[FOM] Criteria for New Axioms

Dmytro Taranovsky dmytro at mit.edu
Thu May 7 13:16:08 EDT 2015


On 05/06/2015 05:03 PM, martdowd at aol.com wrote:
> The existence of Mahlo cardinals, which I consider has been strongly
> justified by ``iteration of collecting the universe'', settles independent
> questions of Harvey Friedman's Boolean relation theory.
Correction (or clarification): One needs n-Mahlo cardinals for every 
finite n and not just Mahlo cardinals.  (But arguments for Mahlo 
cardinals naturally lead to n-Mahlo cardinals.)

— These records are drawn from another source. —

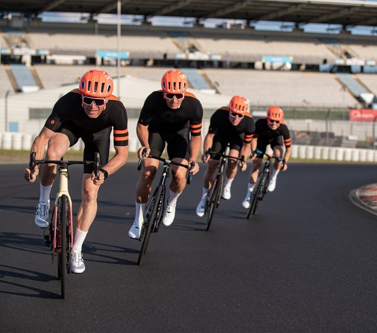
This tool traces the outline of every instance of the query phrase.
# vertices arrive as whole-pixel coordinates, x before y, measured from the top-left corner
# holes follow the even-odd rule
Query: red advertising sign
[[[376,118],[377,110],[351,109],[349,110],[349,120],[352,121],[373,121]]]

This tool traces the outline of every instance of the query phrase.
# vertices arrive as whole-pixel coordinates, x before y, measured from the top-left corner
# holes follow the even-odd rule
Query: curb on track
[[[354,204],[377,215],[377,183],[354,188],[349,192],[348,196]]]

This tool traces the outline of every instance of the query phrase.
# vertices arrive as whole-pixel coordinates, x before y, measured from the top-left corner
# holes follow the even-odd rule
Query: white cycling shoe
[[[267,186],[267,190],[269,192],[272,192],[276,187],[276,180],[273,178],[270,181],[270,183]]]
[[[128,230],[128,237],[135,240],[139,239],[140,238],[141,233],[141,227],[143,226],[143,221],[139,222],[135,221],[132,224],[132,226]]]
[[[207,197],[204,199],[202,199],[196,207],[196,215],[201,217],[204,215],[206,212],[206,207],[207,206]]]
[[[224,186],[222,188],[222,191],[221,194],[221,197],[225,200],[228,200],[230,199],[231,195],[230,194],[230,187]]]
[[[41,201],[38,203],[35,212],[35,224],[39,228],[48,227],[48,211],[50,209],[50,201]]]
[[[175,207],[177,206],[176,204],[173,204],[173,205],[166,205],[166,208],[165,210],[165,213],[162,218],[162,223],[164,225],[169,226],[173,223],[174,220],[174,216],[175,216]]]
[[[72,273],[82,273],[85,270],[83,255],[80,251],[72,251],[71,252],[69,262]]]
[[[251,200],[251,197],[247,195],[245,200],[242,202],[242,207],[246,209],[249,209],[250,208],[250,200]]]

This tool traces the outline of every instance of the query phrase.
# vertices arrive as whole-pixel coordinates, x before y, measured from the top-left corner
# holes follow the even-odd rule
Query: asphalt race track
[[[127,233],[139,172],[127,163],[100,189],[86,270],[68,275],[64,300],[25,167],[0,165],[2,332],[377,331],[377,219],[348,199],[376,182],[375,165],[290,163],[249,220],[239,174],[208,232],[195,214],[202,167],[138,266]],[[75,211],[81,168],[70,167]]]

> >Pick an ordinal kappa_1 with sufficiently strong reflection 
> properties in L
> I'm not sure what this means.

Assuming 0^# (zero sharp), you would pick a Silver indiscernible. If, in 
building up sets, you have not reached 0^# yet, "sufficiently strong 
reflection properties" gives an intuitive criterion of what to pick.  
Notions of reflection properties form a directed system (for example, 
Sigma_2-correct + weakly compact + subtle --> Sigma_2-correct weakly 
compact subtle cardinal).  By taking a limit (for notions, such as kappa 
is regular in L, expressible in L with parameters in L_kappa), one gets 
reflective cardinals for L, and after iterating omega times, 0^#.

> There are reasons to suspect that the Mitchell order is bounded below
> $\kappa^{++}$.  Namely, it might be pathological that there are chains of
> ultrafilters longer than any chain of stationary sets (GCH). This 
> being so,
> supercompact cardinals don't exist.  I don't know about Woodin cardinals.
Woodin cardinals imply existence of cardinals with o(kappa)=kappa^++.  I 
do not see anything pathological about o(kappa)=kappa^++.  Stationary 
sets are subsets of kappa, while ultrafilters are subsets of P(kappa).  
The same subset of kappa can be present in multiple ultrafilters.

> >See my "Reflective Cardinals" paper
> I'll look at this ASAP.
Let me know once you have comments.  The paper should clarify the 
intuition of "sufficiently strong reflection properties".  By doing 
higher-order set theory inside V, it also clarifies arguments (for large 
cardinal axioms) that may otherwise look as handwaving about proper 
classes.  My previous paper "Extending the Language of Set Theory" may 
also be helpful for additional philosophical and less technical background.